从首部民族器乐剧《玄奘西行》,到以竹笛演变历程展现中中语明程度的交响民族器乐剧《笛韵天籁》,再到用琵琶、笛子演绎李香君与侯方域故事的音乐戏院版《桃花扇》……连年来,各地音乐院团接踵推出器乐剧作品,将演奏融于戏剧,以新颖的器乐叙事神志叙述中国故事,斥地出民乐发展的新意境。
演奏者兼有演绎音乐与饰演戏剧的双重扮装
手脚一种新兴的民乐饰演体式,东谈主们对民族器乐剧的称号不尽疏浚,但岂论是“民族器乐剧”,仍是“国乐戏院”“跨界会通舞台剧”“多媒体民乐剧”等,都指以民族器乐手脚饰演主体来叙述完好戏剧故事的剧种。舞台演奏者兼有演绎音乐与饰演戏剧的双重扮装,在进行乐器演奏的同期,还要通过形骸动作、念白吟哦等完成东谈主物形象塑造。

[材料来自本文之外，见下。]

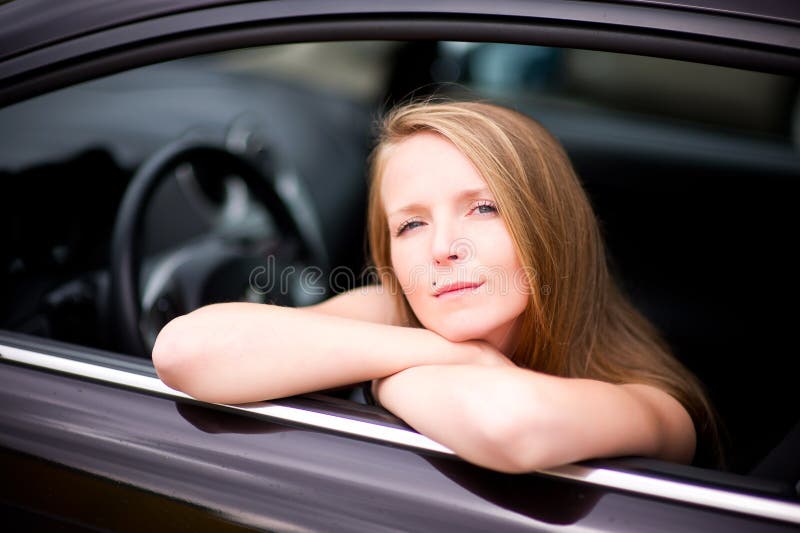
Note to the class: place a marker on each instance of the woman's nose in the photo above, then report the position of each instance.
(444, 250)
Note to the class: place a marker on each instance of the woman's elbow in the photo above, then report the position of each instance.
(173, 354)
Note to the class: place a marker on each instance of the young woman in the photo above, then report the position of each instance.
(496, 330)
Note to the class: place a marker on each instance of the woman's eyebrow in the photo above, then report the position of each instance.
(463, 195)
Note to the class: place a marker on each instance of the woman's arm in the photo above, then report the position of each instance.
(243, 352)
(516, 420)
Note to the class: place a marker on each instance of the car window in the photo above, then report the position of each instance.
(692, 169)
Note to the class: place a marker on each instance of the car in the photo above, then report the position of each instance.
(157, 157)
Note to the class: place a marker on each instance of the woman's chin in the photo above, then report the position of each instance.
(461, 334)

中国民族器乐是中国传统音乐的难堪组成部分,具有特有的艺术作风与文化气韵。其舞台演奏体式阅历了从纯音乐演奏,到加入实景的主题音乐会,再到与戏剧会通的乐剧作品的发展经过。
2001年,演奏组合“女子十二乐坊”出现,“新民乐”参预人人视线。它冲突演奏家在固定舞台位置演绎作品的定式,将中国民族器乐组合与当代流行音乐饰演体式麇集拢,对民乐的跨界会通作出了尝试。2013年,中央民族乐团推出民族乐剧《印象国乐》,以演奏复刻改进后的敦煌壁画古乐器展现国乐魔力。作品虽莫得完好的剧情东谈主物故事,但演奏家在具联系联性的剧情中演吹打器、传递情感,饰演一气呵成。剧中,体裁话语与音乐话语互相交汇,多媒体光影时期与当然景不雅奥秘会通,丰富各样的艺术话语进一步促成乐器与“剧”的深度会通。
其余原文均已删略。